I manifestanti aquilani hanno forzando il blocco posto a piazza Venezia, sono giunti sotto Palazzo Grazioli (residenza romana del Presidente del Consiglio) dove è in corso il vertice del Pdl con Berlusconi e hanno urlato la loro rabbia, lanciando un "S.o.s. L'Aquila" e chiedendo la sospensione delle tasse, occupazione e sostegno all'economia. I manifestanti, arrivati con autobus, auto e treni, hanno sfilato lungo via del Corso diretti a Montecitorio e nel pomeriggio si sono concentrati in piazza Navona.
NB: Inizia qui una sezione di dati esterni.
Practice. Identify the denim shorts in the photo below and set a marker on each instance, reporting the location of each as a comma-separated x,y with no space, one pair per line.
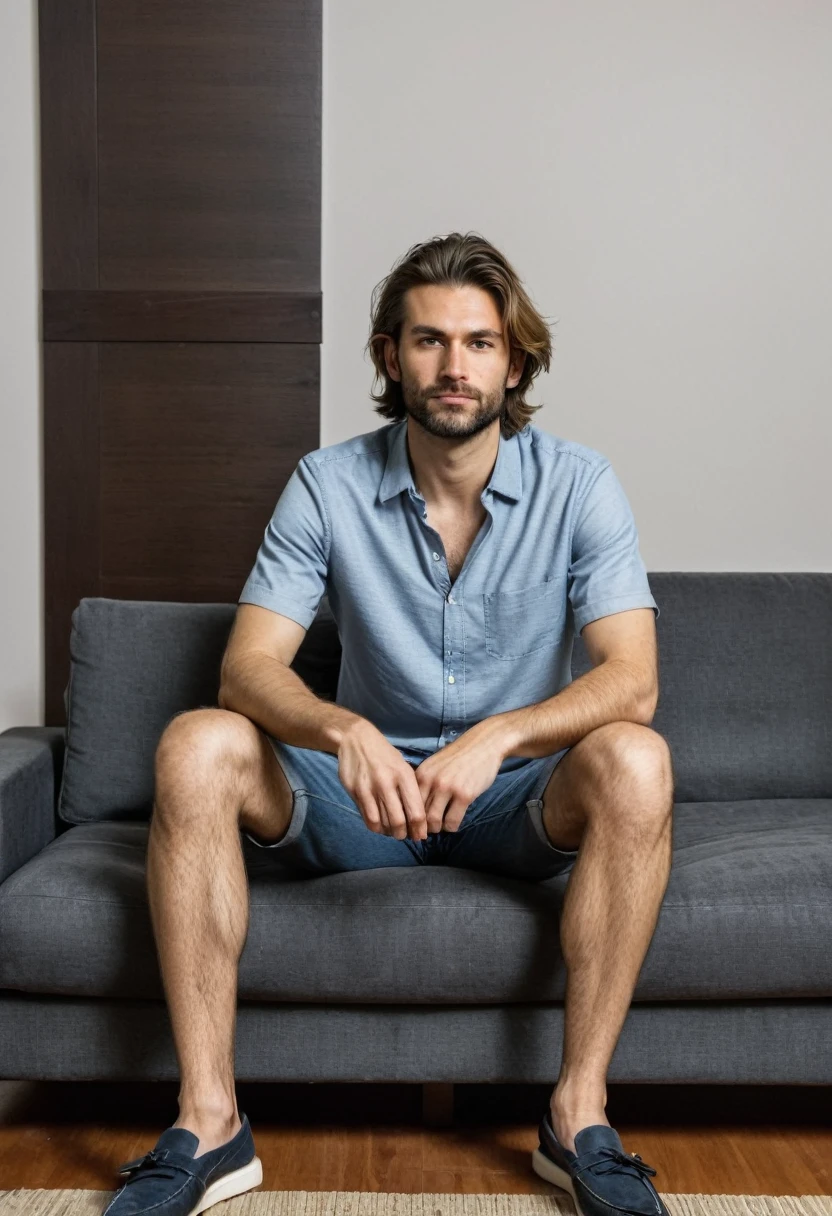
501,831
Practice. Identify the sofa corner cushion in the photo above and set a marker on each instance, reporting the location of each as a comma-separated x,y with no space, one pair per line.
133,666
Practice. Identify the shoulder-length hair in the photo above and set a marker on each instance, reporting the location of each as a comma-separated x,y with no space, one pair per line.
460,260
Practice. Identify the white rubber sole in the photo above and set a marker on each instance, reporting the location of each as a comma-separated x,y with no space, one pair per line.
554,1174
231,1184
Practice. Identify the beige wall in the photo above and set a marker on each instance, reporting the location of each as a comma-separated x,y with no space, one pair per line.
659,176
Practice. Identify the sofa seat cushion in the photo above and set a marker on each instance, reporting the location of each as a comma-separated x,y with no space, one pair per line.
747,913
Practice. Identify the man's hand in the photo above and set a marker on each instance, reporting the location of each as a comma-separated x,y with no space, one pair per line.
453,777
381,782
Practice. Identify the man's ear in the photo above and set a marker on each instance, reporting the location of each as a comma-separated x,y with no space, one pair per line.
516,366
391,356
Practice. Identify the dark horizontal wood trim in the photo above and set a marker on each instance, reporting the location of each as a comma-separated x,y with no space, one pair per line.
181,316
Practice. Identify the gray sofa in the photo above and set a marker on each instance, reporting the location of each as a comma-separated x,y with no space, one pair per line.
436,974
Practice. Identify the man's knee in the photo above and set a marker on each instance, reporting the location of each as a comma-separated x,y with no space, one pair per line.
204,742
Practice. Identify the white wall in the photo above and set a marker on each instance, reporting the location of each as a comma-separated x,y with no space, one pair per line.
658,174
21,465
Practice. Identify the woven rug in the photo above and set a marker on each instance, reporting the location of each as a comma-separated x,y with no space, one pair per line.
370,1203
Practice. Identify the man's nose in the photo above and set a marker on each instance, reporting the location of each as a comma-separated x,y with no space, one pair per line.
454,362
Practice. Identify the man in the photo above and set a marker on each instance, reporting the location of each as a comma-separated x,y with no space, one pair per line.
460,547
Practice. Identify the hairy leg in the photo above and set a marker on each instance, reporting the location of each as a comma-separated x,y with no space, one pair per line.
215,772
612,795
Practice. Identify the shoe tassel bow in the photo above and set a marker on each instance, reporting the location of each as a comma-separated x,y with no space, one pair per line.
150,1164
610,1160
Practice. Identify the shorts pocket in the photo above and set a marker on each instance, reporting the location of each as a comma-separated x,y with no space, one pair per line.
518,623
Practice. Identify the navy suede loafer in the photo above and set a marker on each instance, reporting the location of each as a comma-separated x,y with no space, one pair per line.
169,1181
601,1177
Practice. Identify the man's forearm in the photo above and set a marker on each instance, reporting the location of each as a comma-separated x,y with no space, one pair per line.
275,697
614,691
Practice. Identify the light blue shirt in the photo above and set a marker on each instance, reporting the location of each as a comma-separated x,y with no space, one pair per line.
425,659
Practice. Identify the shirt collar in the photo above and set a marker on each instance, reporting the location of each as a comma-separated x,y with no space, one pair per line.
506,477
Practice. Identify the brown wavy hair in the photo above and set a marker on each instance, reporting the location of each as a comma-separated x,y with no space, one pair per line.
460,260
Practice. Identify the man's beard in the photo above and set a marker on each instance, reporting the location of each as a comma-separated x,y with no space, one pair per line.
453,421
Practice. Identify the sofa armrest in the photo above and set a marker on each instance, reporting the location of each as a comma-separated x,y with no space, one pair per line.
31,764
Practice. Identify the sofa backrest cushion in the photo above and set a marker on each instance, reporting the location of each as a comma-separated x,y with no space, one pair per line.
745,682
133,666
745,687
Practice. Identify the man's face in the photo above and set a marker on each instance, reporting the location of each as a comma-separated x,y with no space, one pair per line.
453,344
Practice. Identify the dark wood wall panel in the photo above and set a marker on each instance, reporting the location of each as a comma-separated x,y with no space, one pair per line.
208,144
181,307
172,483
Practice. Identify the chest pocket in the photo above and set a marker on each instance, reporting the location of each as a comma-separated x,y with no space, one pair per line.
518,623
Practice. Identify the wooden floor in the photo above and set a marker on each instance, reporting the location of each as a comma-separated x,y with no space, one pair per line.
709,1140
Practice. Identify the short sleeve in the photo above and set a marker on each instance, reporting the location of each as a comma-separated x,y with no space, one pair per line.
291,567
606,573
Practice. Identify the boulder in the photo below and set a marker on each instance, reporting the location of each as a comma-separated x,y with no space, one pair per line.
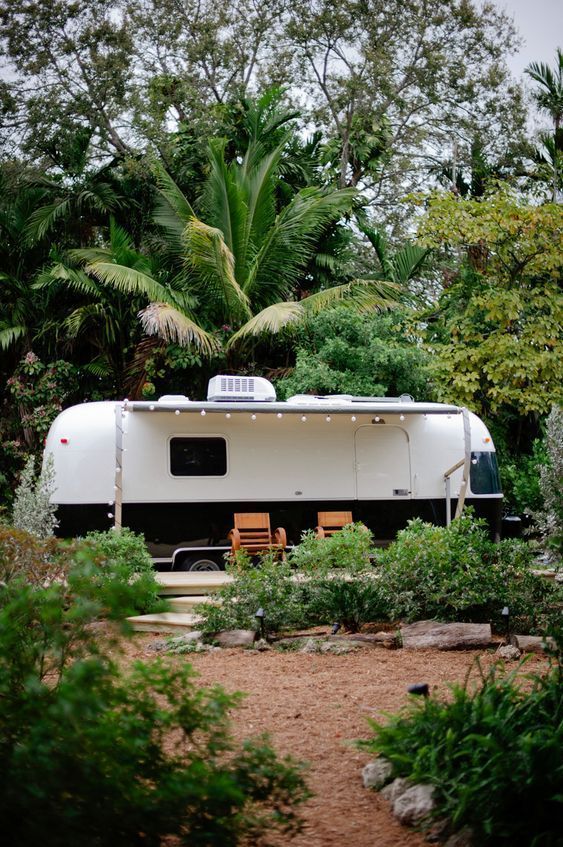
508,653
235,637
414,804
394,790
445,636
377,773
531,643
463,838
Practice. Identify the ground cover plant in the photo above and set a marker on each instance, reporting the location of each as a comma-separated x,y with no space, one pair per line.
492,751
85,750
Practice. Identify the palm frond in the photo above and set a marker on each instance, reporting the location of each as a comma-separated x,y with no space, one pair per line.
9,335
361,295
270,320
291,242
127,280
214,263
173,195
407,262
42,220
74,278
174,327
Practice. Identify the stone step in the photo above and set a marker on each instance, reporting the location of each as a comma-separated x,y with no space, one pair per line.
189,603
191,582
177,622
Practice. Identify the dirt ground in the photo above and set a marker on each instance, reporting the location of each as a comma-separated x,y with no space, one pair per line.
314,706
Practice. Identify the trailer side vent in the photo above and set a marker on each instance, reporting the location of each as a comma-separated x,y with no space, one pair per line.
240,388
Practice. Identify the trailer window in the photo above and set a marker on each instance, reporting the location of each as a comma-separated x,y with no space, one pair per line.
198,456
484,473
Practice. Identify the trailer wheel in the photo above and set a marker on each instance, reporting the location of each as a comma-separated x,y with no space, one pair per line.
198,562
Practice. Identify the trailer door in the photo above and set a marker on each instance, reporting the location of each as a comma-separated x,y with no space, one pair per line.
383,464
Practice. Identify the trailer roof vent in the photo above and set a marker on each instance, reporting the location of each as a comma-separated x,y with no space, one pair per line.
240,388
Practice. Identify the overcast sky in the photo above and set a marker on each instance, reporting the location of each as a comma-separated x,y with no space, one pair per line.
540,23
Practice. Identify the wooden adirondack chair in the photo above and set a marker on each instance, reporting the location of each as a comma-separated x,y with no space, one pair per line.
252,533
331,522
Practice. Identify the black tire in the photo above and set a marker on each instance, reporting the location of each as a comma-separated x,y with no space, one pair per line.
199,562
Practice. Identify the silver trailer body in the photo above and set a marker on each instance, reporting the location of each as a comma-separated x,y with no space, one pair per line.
177,469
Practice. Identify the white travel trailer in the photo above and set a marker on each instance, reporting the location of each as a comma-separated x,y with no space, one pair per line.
177,469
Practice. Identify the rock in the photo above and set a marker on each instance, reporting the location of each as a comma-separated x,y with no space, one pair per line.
414,804
508,653
445,636
235,637
377,773
463,838
310,646
339,649
531,643
369,639
395,789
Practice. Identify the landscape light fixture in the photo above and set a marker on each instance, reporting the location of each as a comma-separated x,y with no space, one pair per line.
259,615
419,689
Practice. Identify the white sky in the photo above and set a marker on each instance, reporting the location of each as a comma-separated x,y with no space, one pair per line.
540,23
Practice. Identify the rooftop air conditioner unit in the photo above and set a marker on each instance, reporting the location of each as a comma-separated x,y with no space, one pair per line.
240,388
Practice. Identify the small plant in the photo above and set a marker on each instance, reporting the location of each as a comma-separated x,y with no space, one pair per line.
32,510
85,751
457,573
492,751
348,549
268,585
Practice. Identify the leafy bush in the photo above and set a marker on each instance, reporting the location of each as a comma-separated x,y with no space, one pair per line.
85,752
493,754
269,586
550,519
106,568
349,548
457,573
351,601
32,508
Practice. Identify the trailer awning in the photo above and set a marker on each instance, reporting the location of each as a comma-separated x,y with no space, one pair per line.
319,407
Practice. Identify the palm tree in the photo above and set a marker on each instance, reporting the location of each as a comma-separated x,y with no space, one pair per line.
549,97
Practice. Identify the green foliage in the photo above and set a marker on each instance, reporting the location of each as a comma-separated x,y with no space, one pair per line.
85,751
520,479
113,575
32,510
457,573
496,336
493,753
123,557
550,518
341,352
348,549
269,586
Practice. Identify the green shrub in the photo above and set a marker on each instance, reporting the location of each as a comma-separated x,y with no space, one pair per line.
493,754
269,585
32,510
86,754
457,573
351,601
350,549
123,557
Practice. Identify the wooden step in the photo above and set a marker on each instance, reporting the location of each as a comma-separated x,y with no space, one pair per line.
191,582
165,622
189,603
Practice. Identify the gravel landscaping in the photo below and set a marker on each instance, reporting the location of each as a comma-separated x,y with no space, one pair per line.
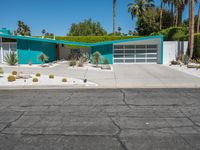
44,80
185,69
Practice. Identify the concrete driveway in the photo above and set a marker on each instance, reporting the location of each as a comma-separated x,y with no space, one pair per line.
100,119
124,76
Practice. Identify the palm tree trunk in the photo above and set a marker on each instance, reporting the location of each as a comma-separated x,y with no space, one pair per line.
179,15
198,21
161,13
114,16
191,27
172,13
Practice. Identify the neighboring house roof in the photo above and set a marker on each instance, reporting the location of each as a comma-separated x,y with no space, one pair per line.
75,43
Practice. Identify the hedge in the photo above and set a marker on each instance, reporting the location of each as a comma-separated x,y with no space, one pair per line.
197,45
91,39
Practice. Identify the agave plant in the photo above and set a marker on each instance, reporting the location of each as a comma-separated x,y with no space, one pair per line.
11,58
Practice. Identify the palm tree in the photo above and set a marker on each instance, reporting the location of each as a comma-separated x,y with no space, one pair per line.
191,27
114,16
138,7
161,12
198,21
119,30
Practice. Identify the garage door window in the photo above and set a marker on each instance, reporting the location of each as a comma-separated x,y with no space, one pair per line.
135,53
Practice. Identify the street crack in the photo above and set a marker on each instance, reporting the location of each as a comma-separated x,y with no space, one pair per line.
10,123
124,98
117,135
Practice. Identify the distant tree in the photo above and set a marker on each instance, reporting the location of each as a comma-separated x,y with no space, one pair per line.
148,24
86,28
138,7
22,29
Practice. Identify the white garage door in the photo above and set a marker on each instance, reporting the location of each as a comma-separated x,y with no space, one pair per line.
135,53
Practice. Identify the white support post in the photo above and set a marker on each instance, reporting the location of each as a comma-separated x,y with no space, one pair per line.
1,47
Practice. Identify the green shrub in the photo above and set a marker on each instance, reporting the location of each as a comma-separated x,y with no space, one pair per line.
64,79
105,61
51,76
72,63
11,58
14,73
1,70
11,78
96,57
35,80
37,74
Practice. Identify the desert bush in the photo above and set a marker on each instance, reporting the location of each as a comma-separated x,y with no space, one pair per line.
35,80
14,73
37,74
43,58
105,61
51,76
1,70
72,63
96,57
64,79
11,78
80,62
11,58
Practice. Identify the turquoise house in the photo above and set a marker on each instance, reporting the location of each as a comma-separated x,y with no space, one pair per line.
136,50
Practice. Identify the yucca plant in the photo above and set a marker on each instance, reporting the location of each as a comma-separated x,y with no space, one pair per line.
11,58
43,58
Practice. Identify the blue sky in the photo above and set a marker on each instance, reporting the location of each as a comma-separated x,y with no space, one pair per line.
56,16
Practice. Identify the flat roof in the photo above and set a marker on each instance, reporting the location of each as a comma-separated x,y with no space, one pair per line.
76,43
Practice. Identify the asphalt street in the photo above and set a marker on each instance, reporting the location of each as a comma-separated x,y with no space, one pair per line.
100,119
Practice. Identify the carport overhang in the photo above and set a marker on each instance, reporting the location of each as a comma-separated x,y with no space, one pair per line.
90,45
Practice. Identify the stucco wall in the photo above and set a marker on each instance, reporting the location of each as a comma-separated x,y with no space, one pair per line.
30,51
105,50
65,51
172,49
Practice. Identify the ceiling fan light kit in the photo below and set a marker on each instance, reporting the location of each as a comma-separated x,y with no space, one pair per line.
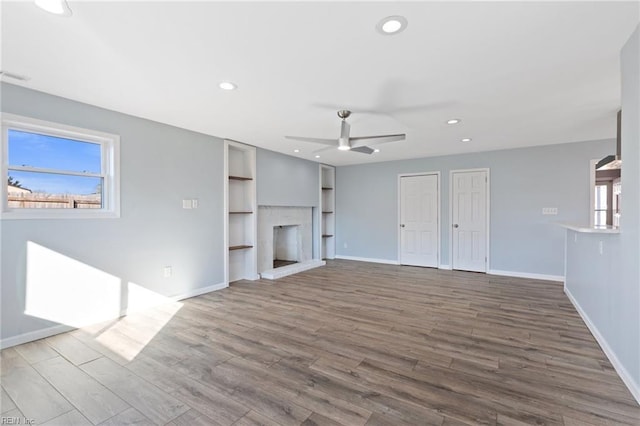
347,143
392,25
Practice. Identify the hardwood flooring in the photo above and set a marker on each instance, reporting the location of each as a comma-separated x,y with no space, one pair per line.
350,343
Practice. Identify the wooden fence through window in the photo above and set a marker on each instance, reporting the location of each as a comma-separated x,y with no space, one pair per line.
54,201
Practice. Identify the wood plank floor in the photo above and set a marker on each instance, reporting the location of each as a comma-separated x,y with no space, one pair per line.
350,343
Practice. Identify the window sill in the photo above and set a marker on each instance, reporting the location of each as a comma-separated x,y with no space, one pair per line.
41,215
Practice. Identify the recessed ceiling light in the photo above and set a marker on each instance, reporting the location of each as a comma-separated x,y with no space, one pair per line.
14,76
392,25
57,7
227,85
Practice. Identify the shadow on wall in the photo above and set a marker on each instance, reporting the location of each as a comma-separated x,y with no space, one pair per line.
69,292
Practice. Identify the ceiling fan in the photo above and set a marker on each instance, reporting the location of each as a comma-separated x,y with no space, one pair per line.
347,143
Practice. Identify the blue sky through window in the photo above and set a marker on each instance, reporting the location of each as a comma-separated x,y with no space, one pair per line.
50,152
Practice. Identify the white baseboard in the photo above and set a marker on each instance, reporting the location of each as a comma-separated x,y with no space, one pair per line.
198,291
368,259
61,328
34,335
533,276
628,380
283,271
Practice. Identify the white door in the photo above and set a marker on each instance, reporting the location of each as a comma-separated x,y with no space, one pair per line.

Organizzata dal Popolo delle carriole del presidio di piazza del Duomo, con l'adesione tra gli altri i comitati '3 e 32', 'Rete Aq', 'Eva' (Eco villaggio autocostruito), 'Cittadini per i Cittadini' e gli universitari che abitavano la Casa dello studente. Hanno sfilato con magliette con su scritto "forti e gentili", come diceva D'Annunzio, "ma non fessi", e portano bandiere nere e verdi, i colori della città.
Il sindaco dell'Aquila, Massimo Cialente commentando gli scontri alla manifestazione dei terremotati a Roma ha detto:. "Sono stato calpestato nei tafferugli a piazza Venezia mentre cercavo di calmare gli animi". Il sindaco dell'Aquila accusa dolore a una caviglia e dice:"non mi aspettavo il blocco da parte delle Forse dell'ordine, abbiamo fatto sempre manifestazioni pacifiche".